President Barack Obama’s order for the first air strikes on Iraq since he put an end to US occupation in 2011 came on Friday after Islamic State (IS) militants made massive gains on the ground, seizing a dam and forcing a mass exodus of religious minorities.
The Pentagon said US forces bombed an artillery position after fire against Kurdish regional government forces defending their capital Arbil.
In a second wave hours later, a drone destroyed a mortar position and jets hit a seven-vehicle IS convoy with eight laser-guided bombs.
The US operation began with air drops of food and water for thousands of people hiding from the Sunni extremist militants in a barren northern mountain range.
Obama accused the IS, which calls Yazidis “devil-worshippers”, of attempting “the systematic destruction of the entire people, which would constitute genocide”.
The UN said it was “urgently preparing a humanitarian corridor”.
Obama suggested the strikes would be “limited” in scope, but “has not laid a specific end date”, White House spokesman Josh Earnest told reporters, while insisting a “prolonged military conflict that includes US involvement is not on the table”.
Iraq’s military chief of staff said he expected to see his forces and the peshmerga reclaim large tracts of land “in the coming hours”.

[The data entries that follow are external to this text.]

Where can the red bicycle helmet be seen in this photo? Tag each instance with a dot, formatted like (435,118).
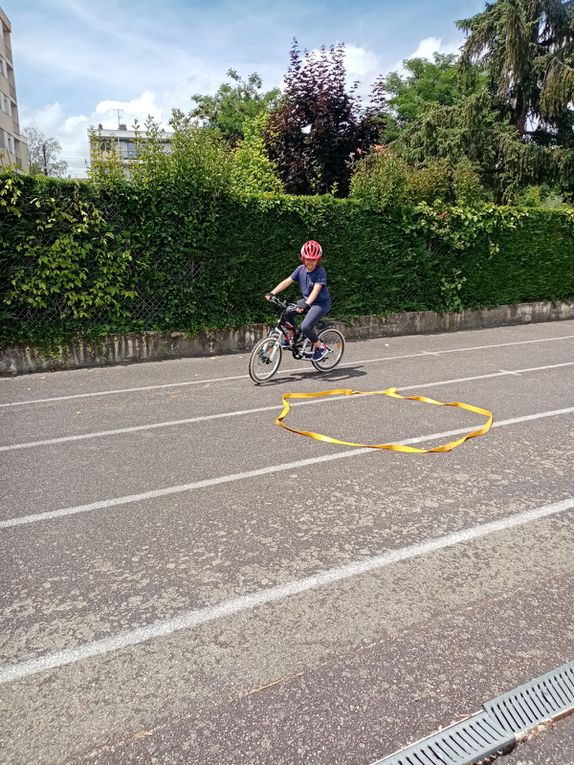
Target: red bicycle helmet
(311,250)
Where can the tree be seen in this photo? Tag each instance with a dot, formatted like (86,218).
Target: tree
(424,84)
(234,103)
(527,47)
(43,154)
(319,128)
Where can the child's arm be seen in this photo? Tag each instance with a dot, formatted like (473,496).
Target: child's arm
(313,295)
(282,286)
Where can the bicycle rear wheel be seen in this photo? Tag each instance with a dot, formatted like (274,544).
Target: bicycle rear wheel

He said he thought the US air strikes would extend to other towns controlled by IS but he did not say which ones.
The Kurdish presidency’s chief of staff, Fuad Hussein, said at a news conference in Arbil late Friday that 150 peshmerga had been killed in two months of fighting a long a front stretching more than 1000 kilometres.
He said the US strikes would allow routed Kurdish forces to retake the initiative and carry out a three-phase plan: regroup, redeploy in lost areas and assist the return of displaced populations.